In their manifesto, Krugman and Layard (FT June 28) argue that when private spending falls short, government spending should sustain demand. Typically, partisans of austerity use two arguments: the first is the confidence argument insofar budget cuts keep interests low and help economic recovery; the second argument is is that output is constrained on the supply-side. If these arguments are wrong, it means that governments are imposing massive suffering to people without addressing the real causes of the crisis.
Critics would argue that the money to finance this plan is not available. All peripheral countries need more than a trillion euro to repay their debt and cover current deficits, without counting bank recapitalization for Spanish banks (100 billion euro). Greece is probably an exception with a net borrowing of 10 per cent of its gross domestic product. For the other so-called peripheral countries, the net borrowing is more moderate (3% for Italy, 5% for Portugal). The market fundamentalist view is that high interest bonds signal a high risk of non repayment. But what about mutualizing European debt or creating safety nets to prevent even higher interest rates? The problem is not the debt of individual countries but European economic governance which is flawed.
The adoption of Keynesian measures by the New deal led to increases in wages, social benefits and public works programmes which materialized into lower unemployment and higher growth. The austerity measures introduced subsequently by Hoover caused a prolonged recession of the US economy as a result of wrong policies.The rise in output during 1940-42 was also due to higher spending, especially in defence. Of course, this is not desirable today, but the idea of boosting demand through (civil) public programmes - provided that they are efficient economically and socially- remains valid.

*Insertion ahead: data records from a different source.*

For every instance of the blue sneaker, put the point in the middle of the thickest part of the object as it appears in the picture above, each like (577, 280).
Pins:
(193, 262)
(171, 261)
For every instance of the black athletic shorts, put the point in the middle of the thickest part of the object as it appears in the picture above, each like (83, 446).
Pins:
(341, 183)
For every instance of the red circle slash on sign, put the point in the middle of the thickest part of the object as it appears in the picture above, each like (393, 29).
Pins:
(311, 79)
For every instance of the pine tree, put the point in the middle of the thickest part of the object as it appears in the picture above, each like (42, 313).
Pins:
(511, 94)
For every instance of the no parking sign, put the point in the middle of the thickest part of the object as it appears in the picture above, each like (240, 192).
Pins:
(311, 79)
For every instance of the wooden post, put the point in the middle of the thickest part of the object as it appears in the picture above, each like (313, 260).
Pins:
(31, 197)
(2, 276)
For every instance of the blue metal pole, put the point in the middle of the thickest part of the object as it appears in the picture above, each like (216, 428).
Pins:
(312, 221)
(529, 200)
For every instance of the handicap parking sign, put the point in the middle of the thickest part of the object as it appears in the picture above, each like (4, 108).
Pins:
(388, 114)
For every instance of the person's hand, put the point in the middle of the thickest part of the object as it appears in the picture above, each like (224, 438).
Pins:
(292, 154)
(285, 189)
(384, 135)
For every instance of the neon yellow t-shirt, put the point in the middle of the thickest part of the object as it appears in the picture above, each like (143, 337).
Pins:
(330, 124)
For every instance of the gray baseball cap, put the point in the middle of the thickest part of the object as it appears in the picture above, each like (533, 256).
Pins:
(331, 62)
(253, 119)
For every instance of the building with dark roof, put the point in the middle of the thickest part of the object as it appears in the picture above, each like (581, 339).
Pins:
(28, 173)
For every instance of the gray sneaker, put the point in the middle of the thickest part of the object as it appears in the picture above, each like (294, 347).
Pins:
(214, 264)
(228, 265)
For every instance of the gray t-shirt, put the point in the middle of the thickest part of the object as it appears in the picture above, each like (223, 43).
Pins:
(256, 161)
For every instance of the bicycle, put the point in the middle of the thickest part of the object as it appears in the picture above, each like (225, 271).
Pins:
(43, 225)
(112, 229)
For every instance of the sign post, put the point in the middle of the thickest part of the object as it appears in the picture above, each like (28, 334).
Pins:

It is odd to consider Latvia as a super-model for the rest of the EU. The country suffered from overheating in 2008 as a result of credit expansion. The introduction of austerity measures, in the form of internal devaluation, which was deemed equitable (!) led to a dramatic fall in output and labour mobility. Is this efficient by any means? If Latvia - as well as the other two Baltic States- have lower deficits and higher growth rates does not indicate that they are undergoing economic recovery. One cannot judge economic performance by just one year and derive firm conclusions about the quality of economic policy. No country has recovered steadily as a result of austerity policies.
This is just ideology, not economic sense.